Ginzburg-Landau Expansion and the Slope of the Upper Critical Field in Superconductors with Anisotropic Normal Impurity Scattering

TL;DR

This paper derives a Ginzburg-Landau expansion for anisotropic superconductors with impurities, revealing how the slope of the upper critical field varies with disorder and pairing symmetry.

Contribution

It introduces a new theoretical framework for understanding the effects of anisotropic impurity scattering on the upper critical field in superconductors.

Findings

In d-wave superconductors, the slope of Hc2(T) shows nonlinear dependence on impurity concentration.

In s-wave superconductors, the slope approaches the isotropic limit regardless of scattering anisotropy.

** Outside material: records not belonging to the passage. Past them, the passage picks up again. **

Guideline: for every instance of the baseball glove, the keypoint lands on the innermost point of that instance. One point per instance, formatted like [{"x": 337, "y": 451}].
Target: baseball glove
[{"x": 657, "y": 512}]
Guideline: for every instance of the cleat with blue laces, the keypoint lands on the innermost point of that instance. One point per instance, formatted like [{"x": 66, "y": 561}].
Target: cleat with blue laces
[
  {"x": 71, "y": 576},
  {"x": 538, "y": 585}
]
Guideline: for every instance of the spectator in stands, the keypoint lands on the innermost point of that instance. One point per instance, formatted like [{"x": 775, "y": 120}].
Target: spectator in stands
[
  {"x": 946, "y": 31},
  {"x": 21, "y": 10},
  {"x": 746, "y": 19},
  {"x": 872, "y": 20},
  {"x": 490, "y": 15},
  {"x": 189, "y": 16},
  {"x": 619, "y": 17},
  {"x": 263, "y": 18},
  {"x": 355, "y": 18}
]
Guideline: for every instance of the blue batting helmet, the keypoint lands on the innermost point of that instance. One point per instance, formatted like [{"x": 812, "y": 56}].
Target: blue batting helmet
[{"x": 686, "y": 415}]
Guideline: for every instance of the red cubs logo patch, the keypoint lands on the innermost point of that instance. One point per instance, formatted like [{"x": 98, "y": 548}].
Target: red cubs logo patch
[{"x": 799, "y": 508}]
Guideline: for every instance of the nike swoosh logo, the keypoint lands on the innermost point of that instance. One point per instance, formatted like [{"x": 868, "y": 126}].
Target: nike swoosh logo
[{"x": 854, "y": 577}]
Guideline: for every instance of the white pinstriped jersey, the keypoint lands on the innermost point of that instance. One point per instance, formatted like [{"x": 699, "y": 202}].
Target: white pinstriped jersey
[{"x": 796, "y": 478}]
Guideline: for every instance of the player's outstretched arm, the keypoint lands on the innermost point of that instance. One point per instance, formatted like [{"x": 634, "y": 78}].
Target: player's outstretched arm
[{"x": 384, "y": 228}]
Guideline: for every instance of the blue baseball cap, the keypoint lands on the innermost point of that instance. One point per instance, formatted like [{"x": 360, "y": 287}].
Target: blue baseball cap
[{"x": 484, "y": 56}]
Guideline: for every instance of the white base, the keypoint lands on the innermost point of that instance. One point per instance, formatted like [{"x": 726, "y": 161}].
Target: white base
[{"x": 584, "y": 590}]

The stability of d-wave pairing increases with anisotropic impurity scattering.

Abstract

Ginzburg-Landau expansion for superconductors with anisotropic $s-$ and $d-$wave pairing is derived in the presence of anisotropic normal impurity scattering which makes $d-$pairing state more stable under disordering. It is demonstrated that the slope of the upper critical field $|dH_{c2}/dT|_{T_{c}}$ in superconductors with $d-$wave pairing has nonlinear dependence on disorder, i.e. for the low anisotropic scattering rate it drops rather fast with concentration of normal impurities, but as anisotropy of scattering increases it features initial nonlinear growth, approaches a maximum and drops again, vanishing at the critical impurity concentration. In superconductors with anisotropic $s-$wave pairing $|dH_{c2}/dT|_{T_{c}}$ grows, approaching the known asymptotic behavior, characteristic of usual isotropic case irrespective to the scattering anisotropy.